Stanley Holden

Personal information
- Full name: Stanley Mitton Holden
- Born: 25 January 1886 Chesterfield, England
- Died: 10 May 1971 (aged 85) Coventry, England
- Batting: Right-handed
- Bowling: Left-arm medium-fast

Domestic team information
- 1910–1920: Derbyshire
- FC debut: 1 August 1910 Derbyshire v Essex
- Last FC: 1 September 1920 Derbyshire v Somerset

Career statistics
| Competition | First-class |
| Matches | 4 |
| Runs scored | 13 |
| Batting average | 3.25 |
| 100s/50s | 0/0 |
| Top score | 6* |
| Balls bowled | 228 |
| Wickets | 3 |
| Bowling average | 37.00 |
| 5 wickets in innings | 0 |
| 10 wickets in match | 0 |
| Best bowling | 3/72 |
| Catches/stumpings | 1/– |
- Source: CricketArchive, November 2012

= Stanley Holden (cricketer) =

English cricketer

Stanley Mitton Holden (25 January 1886 – 10 May 1971) was an English cricketer who played first-class cricket for Derbyshire in 1910 and 1920.

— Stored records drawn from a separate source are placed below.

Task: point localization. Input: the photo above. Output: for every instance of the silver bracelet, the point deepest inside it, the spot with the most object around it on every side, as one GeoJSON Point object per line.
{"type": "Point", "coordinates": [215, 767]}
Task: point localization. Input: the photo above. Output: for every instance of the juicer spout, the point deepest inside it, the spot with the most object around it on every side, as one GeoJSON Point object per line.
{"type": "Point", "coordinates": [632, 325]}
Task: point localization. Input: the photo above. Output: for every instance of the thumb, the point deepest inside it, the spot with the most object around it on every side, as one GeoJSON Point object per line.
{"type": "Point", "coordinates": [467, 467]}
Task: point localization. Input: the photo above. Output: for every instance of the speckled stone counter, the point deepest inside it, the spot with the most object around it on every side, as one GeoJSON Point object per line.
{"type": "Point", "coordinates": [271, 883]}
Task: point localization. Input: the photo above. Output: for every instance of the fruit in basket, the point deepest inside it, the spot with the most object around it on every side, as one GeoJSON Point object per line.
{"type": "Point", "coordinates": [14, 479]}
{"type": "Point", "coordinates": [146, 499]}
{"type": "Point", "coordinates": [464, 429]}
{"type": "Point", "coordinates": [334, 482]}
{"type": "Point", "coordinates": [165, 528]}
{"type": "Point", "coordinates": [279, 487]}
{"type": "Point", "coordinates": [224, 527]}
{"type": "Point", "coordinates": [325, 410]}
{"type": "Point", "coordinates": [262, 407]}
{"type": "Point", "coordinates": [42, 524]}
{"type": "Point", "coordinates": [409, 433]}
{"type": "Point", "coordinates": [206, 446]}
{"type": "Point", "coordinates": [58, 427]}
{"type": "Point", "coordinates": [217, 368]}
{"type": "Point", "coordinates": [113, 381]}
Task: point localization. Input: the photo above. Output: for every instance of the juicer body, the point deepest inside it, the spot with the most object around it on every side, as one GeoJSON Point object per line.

Holden was born in Chesterfield, Derbyshire. He made his debut for Derbyshire in the 1910 season in August in a match against Essex. In that and the next match he had little opportunity to bowl and batted at the tail end. His third match that season was a wash-out. Holden next played for Derbyshire after the First World War in a single game in the 1920 season against Somerset. He took three wickets in that match and again batted at the tail end. Holden was a left-arm medium-fast bowler and took three wickets in his first-class career at an average of 37.00. He was a right-handed batsman and played 6 innings in 4 matches with a top score of 6 not out and an average of 3.25.

Holden died in Coventry at the age of 85.